Eduardo Galeano on Obama’s Victory

 

Source: Democracy Now!

We go to Montevideo to speak with Eduardo Galeano, one of the most celebrated writers from Latin America. Galeano discusses the significance of an African American being elected president of the United States. [includes rush transcript]

Eduardo Galeano, one of the most celebrated writers from Latin America. He was born in Uruguay in 1940. He was imprisoned and forced to leave the country following the 1973 military coup. He is the author of many books, including The Open Veins of Latin America and Memory of Fire.

AMY GOODMAN: I want to talk about this global election. I want to you stay on with us, Professor Lacewell, as we move south. We’re joined right now by Eduardo Galeano, one of the most celebrated writers of Latin America.

We’re talking about a global figure here. Barack Obama, born in Hawaii to a white mother from Kansas and a black father from Kenya, raised in his childhood years in Indonesia, then sent back to Hawaii and raised by his white grandparents. His grandmother just died on the eve of this election. He then heads off to California for college and then to Columbia, then on to Chicago to community organize, then to Harvard Law School, then back to Chicago, runs for state senate, then becomes senator. He’s just a first-term senator when he announces his intention to run for president of the United States. Last night, elected, the first African American president of the United States of America.

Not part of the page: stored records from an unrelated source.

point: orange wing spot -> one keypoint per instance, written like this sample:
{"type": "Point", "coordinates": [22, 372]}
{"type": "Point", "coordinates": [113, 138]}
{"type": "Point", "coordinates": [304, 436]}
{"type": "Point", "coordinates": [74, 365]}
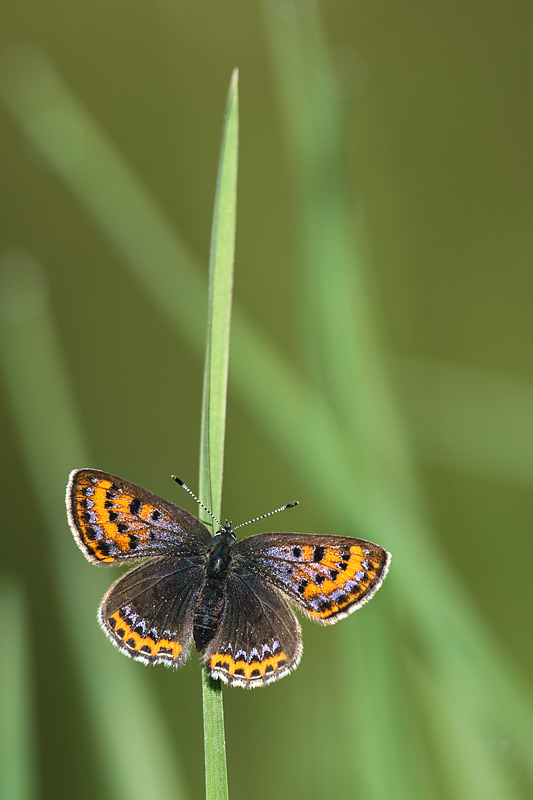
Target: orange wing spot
{"type": "Point", "coordinates": [244, 670]}
{"type": "Point", "coordinates": [162, 647]}
{"type": "Point", "coordinates": [340, 577]}
{"type": "Point", "coordinates": [331, 562]}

Eduardo Galeano, you were born in Uruguay in 1940, imprisoned, forced to leave the country following the 1973 military coup. Among your many, many books, Memory of Fire and The Open Veins of Latin America. Have you been watching this election? And what is your response?

EDUARDO GALEANO: Well, Amy—you are Amy, right?

AMY GOODMAN: I am.

EDUARDO GALEANO: Hello.

AMY GOODMAN: Hi.

EDUARDO GALEANO: Amy for president. Congratulations for your prize. I have just received the news, the good news. You have received a prize, Nobel alternative prize, it’s true?

AMY GOODMAN: The Right Livelihood Award, yes.

EDUARDO GALEANO: Well, it’s just something like proof that justice exists, so I’m happy about it. And about your question, how was it? How do I see this?

AMY GOODMAN: Your response to the election of Barack Obama as president.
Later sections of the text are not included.